His threshing stopped. His face went blank again. I thought of Old Jack, Wendell, ungripping his hands, letting his fields finally go.

The phone rang in the nurses’ quarters. It was the doctor, for me. He had just appraised all the latest readouts on the monitors. “Your son is essentially dead, Mr. Kesey. I’m very sorry.”

And the sorrow rung absolutely honest. I said something. Zane picked up the extension and we watched each other while the voice explained the phenomena. We said we saw it also, and were not surprised. Thank you…

Then the doctor asked a strange thing. He wanted to know what kind of kid Jed was. Zane and I both demanded what he meant. He said he was wondering how Jed would have felt about being an organ donor. Our hearts both jumped.

“He would love it! Jed’s always been as generous as they come. Take whatever you can use!”

The doctor waited for our elation to ease down, then told us that to take the kidneys they had to take them before the life support was turned off. Did we understand? After a while we told him we did.

So Faye and I had to sign five copies apiece, on a cold formica countertop, while the machine pumped out the little “beep…beep…beep…” in the dim tangle of technology behind us. In all my life, waking and dreaming, I’ve never imagined anything harder.

Everybody went in and told him goodbye, kissed his broken nose, shook his hand, squeezed his big old hairy foot…headed down the corridor. Somebody said it might be a good idea to get a scrip for some kind of downers. We’d all been up for about 40 hours, either in the chapel praying like maniacs, or at his bedside talking to him. We didn’t know if we could sleep.

Chuck and I walked back to the intensive care ward to ask. All the doctors were there, bent over a long list, phoning numbers, matching blood types, ordering nurses…in such a hurry they hardly had time to offer sympathy. Busy, and justly so. But the nurses, the nurses bent over their clipboards, could barely see to fill out the forms.
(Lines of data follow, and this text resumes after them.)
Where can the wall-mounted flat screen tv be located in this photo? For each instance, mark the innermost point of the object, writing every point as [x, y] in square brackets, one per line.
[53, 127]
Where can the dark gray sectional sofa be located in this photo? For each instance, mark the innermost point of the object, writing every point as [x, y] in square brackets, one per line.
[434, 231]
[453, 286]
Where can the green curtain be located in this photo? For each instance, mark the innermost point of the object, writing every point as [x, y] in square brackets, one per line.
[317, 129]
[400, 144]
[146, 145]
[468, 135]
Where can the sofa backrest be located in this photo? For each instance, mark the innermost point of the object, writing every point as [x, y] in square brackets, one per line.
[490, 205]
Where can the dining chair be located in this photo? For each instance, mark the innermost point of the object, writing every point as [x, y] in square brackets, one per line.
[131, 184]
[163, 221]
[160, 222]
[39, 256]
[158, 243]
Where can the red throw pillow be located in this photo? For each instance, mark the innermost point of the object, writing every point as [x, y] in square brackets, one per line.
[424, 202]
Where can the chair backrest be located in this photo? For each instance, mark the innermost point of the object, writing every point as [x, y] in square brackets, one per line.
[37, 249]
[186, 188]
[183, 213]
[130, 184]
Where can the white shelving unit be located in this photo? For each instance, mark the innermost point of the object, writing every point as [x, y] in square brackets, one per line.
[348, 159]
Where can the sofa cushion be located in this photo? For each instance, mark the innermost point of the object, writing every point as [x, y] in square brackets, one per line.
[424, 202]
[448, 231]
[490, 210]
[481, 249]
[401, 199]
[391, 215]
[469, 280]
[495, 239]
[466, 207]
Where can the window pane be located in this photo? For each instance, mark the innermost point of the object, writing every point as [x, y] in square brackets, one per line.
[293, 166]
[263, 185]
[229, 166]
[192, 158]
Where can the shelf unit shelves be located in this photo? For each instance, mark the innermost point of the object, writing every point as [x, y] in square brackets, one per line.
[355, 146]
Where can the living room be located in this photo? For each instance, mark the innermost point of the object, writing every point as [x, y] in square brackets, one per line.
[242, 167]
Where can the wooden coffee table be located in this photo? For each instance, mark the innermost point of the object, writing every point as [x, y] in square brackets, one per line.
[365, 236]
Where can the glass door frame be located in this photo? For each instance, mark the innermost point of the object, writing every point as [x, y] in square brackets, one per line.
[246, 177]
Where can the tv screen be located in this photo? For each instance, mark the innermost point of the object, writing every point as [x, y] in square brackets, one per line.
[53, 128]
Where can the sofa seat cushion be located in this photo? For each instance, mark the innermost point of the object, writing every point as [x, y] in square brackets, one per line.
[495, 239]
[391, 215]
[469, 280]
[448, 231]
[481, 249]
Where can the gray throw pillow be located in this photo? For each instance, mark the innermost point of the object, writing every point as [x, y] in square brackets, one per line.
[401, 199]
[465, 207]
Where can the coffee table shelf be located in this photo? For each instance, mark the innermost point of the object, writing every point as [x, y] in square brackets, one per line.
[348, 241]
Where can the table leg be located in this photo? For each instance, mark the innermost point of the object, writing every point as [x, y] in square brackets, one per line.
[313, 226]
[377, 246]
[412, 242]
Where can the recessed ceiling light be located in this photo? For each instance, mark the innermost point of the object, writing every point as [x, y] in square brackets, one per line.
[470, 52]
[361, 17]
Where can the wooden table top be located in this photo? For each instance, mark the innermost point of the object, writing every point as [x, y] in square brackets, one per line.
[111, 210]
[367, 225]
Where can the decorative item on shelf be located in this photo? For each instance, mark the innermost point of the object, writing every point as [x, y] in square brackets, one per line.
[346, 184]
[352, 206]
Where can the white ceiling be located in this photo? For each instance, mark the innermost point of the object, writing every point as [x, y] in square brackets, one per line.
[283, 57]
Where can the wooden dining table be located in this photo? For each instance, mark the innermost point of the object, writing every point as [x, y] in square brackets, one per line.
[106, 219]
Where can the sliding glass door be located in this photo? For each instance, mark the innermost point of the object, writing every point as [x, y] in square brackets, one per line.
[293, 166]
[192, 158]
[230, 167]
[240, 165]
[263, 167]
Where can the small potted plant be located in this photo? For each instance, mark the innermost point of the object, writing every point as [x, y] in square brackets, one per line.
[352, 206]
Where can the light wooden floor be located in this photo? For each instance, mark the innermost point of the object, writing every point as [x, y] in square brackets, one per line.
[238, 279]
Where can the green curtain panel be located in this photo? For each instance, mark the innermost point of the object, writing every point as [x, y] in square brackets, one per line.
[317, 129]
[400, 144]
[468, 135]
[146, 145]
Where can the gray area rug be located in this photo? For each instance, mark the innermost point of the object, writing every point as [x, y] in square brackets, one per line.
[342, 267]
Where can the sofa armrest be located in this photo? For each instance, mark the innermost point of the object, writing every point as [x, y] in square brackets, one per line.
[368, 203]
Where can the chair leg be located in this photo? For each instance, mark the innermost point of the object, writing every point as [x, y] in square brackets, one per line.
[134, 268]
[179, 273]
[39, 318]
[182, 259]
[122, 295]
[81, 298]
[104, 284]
They phoned the hotel about an hour later to tell us it was over, and that the kidneys were in perfect shape. That was about four in the morning. They phoned again a little after six to say that the kidneys were already in two young somebodies.

What a world.

We’ve heard since that they used twelve things out of him, including corneas. And the redwinged blackbirds sing in the budding greengage plumtree.

With love,

Ken

P.S. When Jed’s wallet was finally sorted out of the debris and confusion of the wreck it was discovered that he had already provided for such a situation. He had signed the place on his driver’s license indicating that he wanted to be an organ donor in the event of etc., etc. One man gathers what another man spills.